The October 13, 2023 airstrike killed Reuters videographer Issam Abdallah and wounded six other reporters, including two from AFP — video journalist Dylan Collins and photographer Christina Assi, who lost her leg.
“We expect the Israeli government to conduct an investigation that meets the international standards and to hold accountable those people who did this,” Senator Peter Welch told a news conference, with Collins by his side.
The lawmaker from Collins’s home state of Vermont said he had been pushing for answers for two years, first from the administration of Democratic president Joe Biden and now from the Republican White House of Donald Trump.
The Israeli government has “stonewalled at every single turn,” Welch added.
“With the Israeli government, we have been extremely patient, and we have done everything we reasonably can to obtain answers and accountability,” he said.
“The IDF has made no effort, none, to seriously investigate this incident,” Welch said, referring to the Israeli military, adding that it has told his office its investigation into the incident is closed.
Collins called for Washington to publicly acknowledge the attack in which an American citizen was injured.
“But I’d also like them to put pressure on their greatest ally in the Middle East, the Israeli government, to bring the perpetrators to account,” he said, echoing the lawmakers who called the attack a “war crime.”

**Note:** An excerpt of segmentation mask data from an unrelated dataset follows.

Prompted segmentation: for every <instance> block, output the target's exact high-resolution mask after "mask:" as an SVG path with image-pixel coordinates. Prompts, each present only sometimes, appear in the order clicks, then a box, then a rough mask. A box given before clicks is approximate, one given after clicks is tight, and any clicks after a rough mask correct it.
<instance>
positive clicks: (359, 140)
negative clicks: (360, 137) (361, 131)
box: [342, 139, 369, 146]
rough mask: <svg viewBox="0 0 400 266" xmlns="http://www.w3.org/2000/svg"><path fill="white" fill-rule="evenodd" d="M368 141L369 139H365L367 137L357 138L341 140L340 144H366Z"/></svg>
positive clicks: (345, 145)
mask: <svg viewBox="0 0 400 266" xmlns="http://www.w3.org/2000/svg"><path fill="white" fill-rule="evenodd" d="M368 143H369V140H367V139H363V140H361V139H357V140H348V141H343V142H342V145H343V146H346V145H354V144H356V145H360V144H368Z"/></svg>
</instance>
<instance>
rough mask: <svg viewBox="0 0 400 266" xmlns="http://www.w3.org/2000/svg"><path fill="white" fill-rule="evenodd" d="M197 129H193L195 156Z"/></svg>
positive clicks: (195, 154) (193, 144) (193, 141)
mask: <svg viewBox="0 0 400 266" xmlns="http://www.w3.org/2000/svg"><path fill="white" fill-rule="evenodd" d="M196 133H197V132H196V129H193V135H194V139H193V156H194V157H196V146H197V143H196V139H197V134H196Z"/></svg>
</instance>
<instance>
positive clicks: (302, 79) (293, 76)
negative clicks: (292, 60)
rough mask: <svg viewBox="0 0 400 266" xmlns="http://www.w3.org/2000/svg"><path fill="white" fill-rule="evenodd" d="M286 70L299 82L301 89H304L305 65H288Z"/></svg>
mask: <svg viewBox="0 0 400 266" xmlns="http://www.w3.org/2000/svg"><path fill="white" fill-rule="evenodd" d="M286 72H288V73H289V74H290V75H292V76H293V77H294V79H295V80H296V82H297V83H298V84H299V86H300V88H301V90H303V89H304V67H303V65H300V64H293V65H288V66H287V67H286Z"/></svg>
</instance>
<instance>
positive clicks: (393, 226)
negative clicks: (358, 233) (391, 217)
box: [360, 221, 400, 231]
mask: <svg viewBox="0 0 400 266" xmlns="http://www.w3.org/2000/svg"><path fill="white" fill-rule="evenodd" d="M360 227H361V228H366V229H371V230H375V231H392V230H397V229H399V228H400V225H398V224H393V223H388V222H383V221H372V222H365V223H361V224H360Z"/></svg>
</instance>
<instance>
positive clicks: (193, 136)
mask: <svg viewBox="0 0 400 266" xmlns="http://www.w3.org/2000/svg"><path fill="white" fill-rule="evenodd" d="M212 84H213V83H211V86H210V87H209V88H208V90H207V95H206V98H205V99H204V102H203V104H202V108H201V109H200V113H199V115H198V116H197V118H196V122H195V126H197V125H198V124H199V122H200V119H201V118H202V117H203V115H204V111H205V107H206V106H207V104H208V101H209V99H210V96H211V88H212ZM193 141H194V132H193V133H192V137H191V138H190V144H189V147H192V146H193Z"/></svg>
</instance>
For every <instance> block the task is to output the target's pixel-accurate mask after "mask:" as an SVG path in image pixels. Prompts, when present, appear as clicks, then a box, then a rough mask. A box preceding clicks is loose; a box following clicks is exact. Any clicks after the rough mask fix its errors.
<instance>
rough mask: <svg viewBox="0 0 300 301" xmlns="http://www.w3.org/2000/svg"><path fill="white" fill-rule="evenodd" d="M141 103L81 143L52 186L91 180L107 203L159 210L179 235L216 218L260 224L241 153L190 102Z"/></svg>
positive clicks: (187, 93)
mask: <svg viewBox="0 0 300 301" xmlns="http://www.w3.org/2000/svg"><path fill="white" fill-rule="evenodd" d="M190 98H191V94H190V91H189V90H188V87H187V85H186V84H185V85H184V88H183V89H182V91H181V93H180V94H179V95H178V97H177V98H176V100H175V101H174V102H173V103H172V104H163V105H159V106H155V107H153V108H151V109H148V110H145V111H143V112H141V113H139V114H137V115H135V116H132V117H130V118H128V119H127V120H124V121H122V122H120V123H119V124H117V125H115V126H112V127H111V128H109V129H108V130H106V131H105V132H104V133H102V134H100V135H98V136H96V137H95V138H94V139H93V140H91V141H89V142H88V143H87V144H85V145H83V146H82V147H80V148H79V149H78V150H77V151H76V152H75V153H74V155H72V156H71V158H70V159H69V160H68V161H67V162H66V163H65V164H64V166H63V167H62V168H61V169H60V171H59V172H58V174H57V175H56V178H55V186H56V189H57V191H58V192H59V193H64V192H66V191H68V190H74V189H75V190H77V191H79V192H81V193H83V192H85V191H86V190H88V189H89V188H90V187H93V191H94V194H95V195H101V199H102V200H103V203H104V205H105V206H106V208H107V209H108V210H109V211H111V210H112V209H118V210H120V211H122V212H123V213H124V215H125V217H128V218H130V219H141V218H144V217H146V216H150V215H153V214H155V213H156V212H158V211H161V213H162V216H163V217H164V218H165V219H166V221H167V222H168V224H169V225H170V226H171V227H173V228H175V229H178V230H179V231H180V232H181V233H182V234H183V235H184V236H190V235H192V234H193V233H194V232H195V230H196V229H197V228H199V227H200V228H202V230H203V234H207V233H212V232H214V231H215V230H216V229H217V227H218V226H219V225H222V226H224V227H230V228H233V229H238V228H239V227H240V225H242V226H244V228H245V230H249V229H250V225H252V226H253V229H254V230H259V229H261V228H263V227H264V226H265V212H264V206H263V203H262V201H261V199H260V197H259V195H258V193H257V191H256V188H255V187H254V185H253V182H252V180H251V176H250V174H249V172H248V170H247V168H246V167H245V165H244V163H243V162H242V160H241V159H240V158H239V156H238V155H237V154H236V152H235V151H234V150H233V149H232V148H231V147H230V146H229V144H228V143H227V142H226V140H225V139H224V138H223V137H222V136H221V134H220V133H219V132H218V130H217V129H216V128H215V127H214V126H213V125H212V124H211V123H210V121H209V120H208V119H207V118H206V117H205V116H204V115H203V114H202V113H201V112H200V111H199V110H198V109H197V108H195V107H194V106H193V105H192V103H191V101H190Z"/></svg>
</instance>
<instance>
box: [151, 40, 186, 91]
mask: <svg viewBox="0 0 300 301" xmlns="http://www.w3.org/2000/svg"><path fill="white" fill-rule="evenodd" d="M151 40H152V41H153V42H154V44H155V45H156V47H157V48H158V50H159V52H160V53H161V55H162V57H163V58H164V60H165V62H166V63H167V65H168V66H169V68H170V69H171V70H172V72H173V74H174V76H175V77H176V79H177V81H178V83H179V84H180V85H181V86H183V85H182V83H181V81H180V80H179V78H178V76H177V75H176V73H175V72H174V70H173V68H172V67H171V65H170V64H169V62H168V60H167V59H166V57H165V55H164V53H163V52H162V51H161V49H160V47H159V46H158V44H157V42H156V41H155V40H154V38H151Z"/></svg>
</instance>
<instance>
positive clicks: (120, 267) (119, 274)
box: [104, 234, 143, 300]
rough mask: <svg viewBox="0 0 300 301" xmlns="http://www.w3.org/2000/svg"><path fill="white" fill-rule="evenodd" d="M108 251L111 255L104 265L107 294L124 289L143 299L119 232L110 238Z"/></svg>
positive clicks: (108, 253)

“We’re not letting it go,” Vermont congresswoman Becca Balint said. “It doesn’t matter how long they stonewall us.”
AFP conducted an independent investigation which concluded that two Israeli 120mm tank shells were fired from the Jordeikh area in Israel.
The findings were corroborated by other international probes, including investigations conducted by Reuters, the Committee to Protect Journalists, Human Rights Watch, Amnesty International and Reporters Without Borders.
Unlike Welch’s assertion Thursday that the Israeli probe was over, the IDF told AFP in October that “findings regarding the event have not yet been concluded.”